Figure 2—figure supplement 1. PP2A methylesterase 1 (PME-1) interactions with Bα and PR70 regulatory subunits and holoenzymes.

(a) Isothermal titration calorimetry (ITC) measured the binding affinities of B56γ1 to PME-1 FL, ΔIL, or ΔN18. (b) ITC measured the binding affinities of PR70 to PME-1 FL, ΔIL, or ΔN18. (c) Pulldown of PME-1 FL, ΔIL, or ΔN18 by His₆-tagged Bα immobilized on Ni-NTA resin. The interaction was reduced by the truncation of N terminal 18 residues of PME-1.

Figure 2—figure supplement 2. Mapping and characterization of CRTC3 peptide motif that interacts with Bα regulatory subunit.

(a) Amino acid sequence of CRTC3 290–401 and illustration of truncated fragments. (b) Pulldown of Bα by GST-tagged CRTC3 fragments. GST was used as control. The shortest fragment, GST-CRTC3 380–401, gives the best binding. (c) Pulldown of titrated concentrations of Bα by GST-tagged CRTC3 370–401 assessed the binding affinity between CRTC3 and Bα to be around 3 μM.

Figure 2—figure supplement 3. PP2A methylesterase 1 (PME-1) inhibits substrate binding to protein phosphatase 2A (PP2A) holoenzymes.

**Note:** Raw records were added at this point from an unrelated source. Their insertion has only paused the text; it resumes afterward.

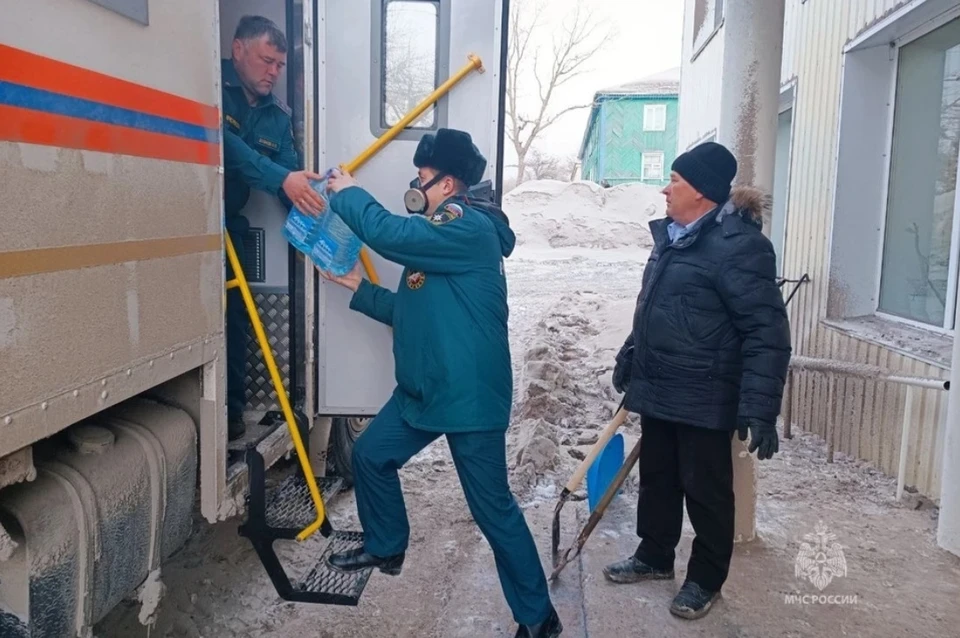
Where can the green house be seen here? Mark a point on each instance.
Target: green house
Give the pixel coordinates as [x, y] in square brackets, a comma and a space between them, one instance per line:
[631, 133]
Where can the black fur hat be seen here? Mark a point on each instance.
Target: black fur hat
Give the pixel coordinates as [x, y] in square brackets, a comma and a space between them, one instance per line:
[452, 152]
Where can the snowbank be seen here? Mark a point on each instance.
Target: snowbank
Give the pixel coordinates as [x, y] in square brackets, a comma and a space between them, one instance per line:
[566, 395]
[559, 220]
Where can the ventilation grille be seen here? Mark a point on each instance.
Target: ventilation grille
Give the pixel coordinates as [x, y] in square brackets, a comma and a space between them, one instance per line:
[254, 266]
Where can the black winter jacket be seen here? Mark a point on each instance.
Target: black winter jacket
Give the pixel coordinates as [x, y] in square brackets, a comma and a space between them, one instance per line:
[711, 338]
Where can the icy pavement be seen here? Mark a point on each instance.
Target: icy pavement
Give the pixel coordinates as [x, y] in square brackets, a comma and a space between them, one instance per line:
[568, 317]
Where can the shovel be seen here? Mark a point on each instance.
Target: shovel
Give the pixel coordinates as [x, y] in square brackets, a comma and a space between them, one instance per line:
[597, 513]
[577, 477]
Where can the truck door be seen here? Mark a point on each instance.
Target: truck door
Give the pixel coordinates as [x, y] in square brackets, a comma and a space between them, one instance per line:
[377, 60]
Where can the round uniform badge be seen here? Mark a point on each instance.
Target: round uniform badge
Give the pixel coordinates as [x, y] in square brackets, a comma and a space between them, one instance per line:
[449, 213]
[415, 280]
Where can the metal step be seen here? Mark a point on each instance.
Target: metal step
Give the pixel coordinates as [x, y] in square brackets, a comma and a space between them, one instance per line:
[289, 507]
[326, 585]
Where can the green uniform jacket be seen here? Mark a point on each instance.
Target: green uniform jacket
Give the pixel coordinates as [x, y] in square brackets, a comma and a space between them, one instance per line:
[449, 315]
[258, 145]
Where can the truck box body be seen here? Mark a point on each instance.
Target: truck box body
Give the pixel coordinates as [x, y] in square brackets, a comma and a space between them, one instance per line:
[111, 253]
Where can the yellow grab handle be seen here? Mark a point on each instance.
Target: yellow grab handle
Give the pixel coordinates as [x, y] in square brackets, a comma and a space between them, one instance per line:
[241, 283]
[475, 64]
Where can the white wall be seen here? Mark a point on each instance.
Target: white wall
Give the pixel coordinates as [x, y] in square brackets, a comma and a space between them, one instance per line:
[700, 84]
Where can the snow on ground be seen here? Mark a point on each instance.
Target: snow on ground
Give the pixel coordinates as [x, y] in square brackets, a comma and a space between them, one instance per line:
[560, 220]
[573, 283]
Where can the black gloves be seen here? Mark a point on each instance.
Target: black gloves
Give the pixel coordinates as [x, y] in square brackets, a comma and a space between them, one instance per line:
[621, 371]
[763, 437]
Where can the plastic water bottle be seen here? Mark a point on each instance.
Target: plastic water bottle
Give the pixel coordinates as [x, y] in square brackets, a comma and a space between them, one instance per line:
[335, 247]
[300, 228]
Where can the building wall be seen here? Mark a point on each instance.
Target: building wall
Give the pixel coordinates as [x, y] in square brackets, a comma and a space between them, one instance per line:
[862, 418]
[617, 141]
[701, 73]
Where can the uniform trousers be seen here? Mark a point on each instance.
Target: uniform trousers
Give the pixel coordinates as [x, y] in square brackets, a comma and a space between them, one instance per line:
[481, 463]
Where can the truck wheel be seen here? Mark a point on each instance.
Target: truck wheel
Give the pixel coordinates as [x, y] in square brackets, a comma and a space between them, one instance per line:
[344, 433]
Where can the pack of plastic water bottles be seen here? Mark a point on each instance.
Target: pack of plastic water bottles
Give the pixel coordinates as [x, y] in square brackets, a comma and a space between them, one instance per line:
[326, 239]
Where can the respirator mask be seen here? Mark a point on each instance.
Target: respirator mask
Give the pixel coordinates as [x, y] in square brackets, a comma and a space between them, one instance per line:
[415, 199]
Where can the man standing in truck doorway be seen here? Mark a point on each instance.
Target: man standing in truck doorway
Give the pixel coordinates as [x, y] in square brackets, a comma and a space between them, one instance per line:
[258, 152]
[452, 355]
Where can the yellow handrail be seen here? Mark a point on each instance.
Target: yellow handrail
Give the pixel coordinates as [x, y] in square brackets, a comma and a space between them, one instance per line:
[475, 64]
[241, 283]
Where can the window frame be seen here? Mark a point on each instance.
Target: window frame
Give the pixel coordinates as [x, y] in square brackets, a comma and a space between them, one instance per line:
[643, 166]
[377, 69]
[953, 269]
[661, 108]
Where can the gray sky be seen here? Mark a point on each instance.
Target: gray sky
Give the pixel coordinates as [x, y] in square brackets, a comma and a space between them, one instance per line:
[647, 40]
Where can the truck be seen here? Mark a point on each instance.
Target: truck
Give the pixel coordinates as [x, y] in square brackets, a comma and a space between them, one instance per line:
[113, 434]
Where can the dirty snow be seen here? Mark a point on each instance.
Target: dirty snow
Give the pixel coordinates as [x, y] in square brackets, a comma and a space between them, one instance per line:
[573, 283]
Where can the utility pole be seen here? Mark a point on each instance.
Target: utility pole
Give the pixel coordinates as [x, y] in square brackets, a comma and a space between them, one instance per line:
[749, 105]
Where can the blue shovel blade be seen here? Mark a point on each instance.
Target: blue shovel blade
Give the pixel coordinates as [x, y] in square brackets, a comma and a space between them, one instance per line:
[604, 469]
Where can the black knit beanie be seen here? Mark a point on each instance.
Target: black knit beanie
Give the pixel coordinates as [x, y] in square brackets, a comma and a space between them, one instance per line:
[709, 168]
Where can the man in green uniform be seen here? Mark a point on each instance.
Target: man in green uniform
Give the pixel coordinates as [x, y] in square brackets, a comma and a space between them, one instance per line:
[453, 370]
[258, 152]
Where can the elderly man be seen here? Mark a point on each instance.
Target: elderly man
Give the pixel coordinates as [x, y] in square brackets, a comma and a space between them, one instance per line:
[258, 152]
[708, 355]
[452, 356]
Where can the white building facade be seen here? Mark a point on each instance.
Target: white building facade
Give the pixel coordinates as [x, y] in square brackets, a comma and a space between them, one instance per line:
[864, 189]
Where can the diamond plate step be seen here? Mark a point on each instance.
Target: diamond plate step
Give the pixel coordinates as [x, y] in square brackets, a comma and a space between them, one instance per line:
[328, 585]
[289, 507]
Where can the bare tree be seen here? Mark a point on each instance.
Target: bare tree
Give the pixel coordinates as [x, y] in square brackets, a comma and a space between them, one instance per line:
[576, 41]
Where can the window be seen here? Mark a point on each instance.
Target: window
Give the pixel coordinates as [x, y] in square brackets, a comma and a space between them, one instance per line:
[652, 167]
[655, 117]
[919, 262]
[133, 9]
[410, 60]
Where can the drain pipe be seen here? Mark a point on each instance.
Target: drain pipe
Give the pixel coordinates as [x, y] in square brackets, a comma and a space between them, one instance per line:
[948, 527]
[833, 368]
[749, 104]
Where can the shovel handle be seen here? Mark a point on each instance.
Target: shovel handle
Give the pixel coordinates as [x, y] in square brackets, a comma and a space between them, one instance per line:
[605, 437]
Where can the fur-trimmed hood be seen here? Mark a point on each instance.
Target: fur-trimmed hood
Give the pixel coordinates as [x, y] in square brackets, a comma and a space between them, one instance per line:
[749, 202]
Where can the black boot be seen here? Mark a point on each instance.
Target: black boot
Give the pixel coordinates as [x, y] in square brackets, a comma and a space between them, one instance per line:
[357, 559]
[549, 628]
[236, 429]
[634, 570]
[693, 601]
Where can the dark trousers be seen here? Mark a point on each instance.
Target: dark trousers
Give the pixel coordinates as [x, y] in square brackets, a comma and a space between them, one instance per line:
[237, 328]
[681, 461]
[481, 462]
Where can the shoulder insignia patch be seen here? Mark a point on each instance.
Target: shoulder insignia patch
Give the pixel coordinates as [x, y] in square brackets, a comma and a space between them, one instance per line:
[283, 107]
[449, 213]
[415, 280]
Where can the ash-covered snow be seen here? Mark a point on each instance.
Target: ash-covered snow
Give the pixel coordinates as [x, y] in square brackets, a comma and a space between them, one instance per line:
[560, 220]
[574, 279]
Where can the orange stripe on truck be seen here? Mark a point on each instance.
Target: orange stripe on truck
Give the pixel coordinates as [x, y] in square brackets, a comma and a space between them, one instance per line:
[29, 69]
[38, 127]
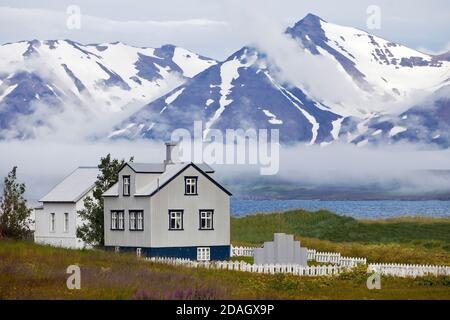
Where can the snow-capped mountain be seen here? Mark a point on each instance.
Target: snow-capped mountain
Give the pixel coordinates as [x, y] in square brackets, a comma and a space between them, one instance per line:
[64, 74]
[388, 81]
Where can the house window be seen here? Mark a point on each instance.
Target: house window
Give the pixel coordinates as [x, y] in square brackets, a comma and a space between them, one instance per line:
[136, 220]
[175, 219]
[66, 222]
[52, 222]
[203, 254]
[117, 220]
[126, 185]
[206, 219]
[190, 186]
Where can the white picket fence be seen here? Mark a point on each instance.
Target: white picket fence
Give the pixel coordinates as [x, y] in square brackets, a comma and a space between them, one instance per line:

(a) Pulldown of PP2A-B6γ1 (top), PP2A-Bα (middle), and PP2A-PR70 (bottom) holoenzymes via GST-tagged substrate peptides (GST-SYT16, GST-CRTC3, and GST-Cdc6) in the present and absence of increasing concentrations of PME-1 FL, ΔN18, or ΔIL. Proteins associated with Glutathione-Sepharose 4B (GS4B) resins were examined by sodium dodecyl sulfate–polyacrylamide gel electrophoresis (SDS–PAGE) and visualized by Coomassie blue staining. The intensity of the regulatory subunits in the bound holoenzyme was normalized to the GST-tagged substrate peptide, followed by normalization to the value in the absence of PME-1. Mean ± standard deviation (SD) were calculated from three independent experiments. Quantification using the scaffold A-subunit in the bound holoenzyme gave similar results. (b) Frequency of disordered motifs bound to the PP2A-B56γ1 holoenzyme in the presence and absence of PME-1 identified by peptide phage display of disordered human proteome. (c) A model illustrating how the substrate-mimicking short linear motif (SLiM) in PME-1 engages in holoenzyme interactions and blocks substrate recognition.